Basics of Torch

What is Torch, and why this guide?

This guide provides a basic, single-node single-core implementation of a Torch script. It serves as the basis for our guide on how to parallelize deep learning models. Torch is a very popular library for handling matrix operations on GPU (similar to numpy, but with a focus on GPU support). The most common way to use Torch - at least in this authors world - is through a wrapper called PyTorch.

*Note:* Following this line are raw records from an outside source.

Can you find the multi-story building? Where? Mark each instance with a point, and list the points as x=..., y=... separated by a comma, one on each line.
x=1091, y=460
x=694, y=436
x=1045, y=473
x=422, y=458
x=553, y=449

This brief guide will show an example of implementing code in PyTorch on our cluster, but we won’t be distributing it just yet.

Example Data

Our example dataset is going to be a satellite dataset from UC Merced. You can download it from: https://geolab.wm.edu/assets/static_files/mercerImages.zip

Here is some quick python starter code you can use to grab and extract the data:

import requests
import shutil
r = requests.get("https://geolab.wm.edu/assets/static_files/mercerImages.zip")

open("mercerImages.zip", 'wb').write(r.content)
shutil.unpack_archive("mercerImages.zip")

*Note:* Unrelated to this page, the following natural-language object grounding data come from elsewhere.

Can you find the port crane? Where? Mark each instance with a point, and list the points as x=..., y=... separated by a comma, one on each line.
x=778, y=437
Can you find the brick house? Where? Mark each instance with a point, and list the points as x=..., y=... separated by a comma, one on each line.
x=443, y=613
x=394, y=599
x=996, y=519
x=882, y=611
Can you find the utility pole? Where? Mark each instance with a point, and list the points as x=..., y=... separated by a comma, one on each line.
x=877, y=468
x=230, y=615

Note, for this example I have created a new folder “torchEX” in my home directory. You do not have to do this, but my examples will presume you did. If you do not, you’ll need to edit your filepaths accordingly. I also extract the folder as per the lines above - i.e., you’ll have a folder called “mercerImages”, with ~20 folders inside it named “agriculture”, “airplane”, etc. - all with images inside them.

Environment

I recommend creating a new environment for using torch, as there are packages and versions that frequently do not play well between sklearn and torch. conda create -n torchEnv python=3.9 conda activate torchEnv conda install -c pytorch pytorch=1.12.1 torchvision=0.13.1 pandas

Basic Torch Net

Here we’re going to implement a basic Torch net on a single node in CPU mode. The bash script is going to be a very simple one - note we’re only going to use a single core (-c 1).

#!/bin/tcsh
#PBS -N torchDemoJob
#PBS -l nodes=1:vortex:ppn=12
#PBS -l walltime=00:30:00
#PBS -j oe

source "/usr/local/anaconda3-2021.05/etc/profile.d/conda.csh"
module load anaconda3/2021.05
module load python/usermodules
module load mvapich2-ib

unsetenv PYTHONPATH

conda activate torchEnv

cd torchEX
mvp2run -c 1 python3 basicTorch.py >& torch_output.out

The python is where all of our magic is going to happen (I named my file “basicTorch.py”). Note this network is going to be terrible, and we aren’t even splitting our data. It is mearly for technical demonstration purposes.

import torch
from torchvision import datasets
from torchvision import transforms
from torch import nn
import torch.nn.functional as F
from torch.utils.data import DataLoader
import pandas as pd
from datetime import datetime

#Lightweight logger
def lLog(logID, type, message):
    basePath = "/sciclone/home/dsmillerrunfol/AML/TORCH/"
    with open(basePath + str(logID) + ".log", "a") as f:
        f.write(str(datetime.now().strftime("%Y-%m-%d %H:%M:%S")) + " (" + str(type) + "): " + str(message) + "\n")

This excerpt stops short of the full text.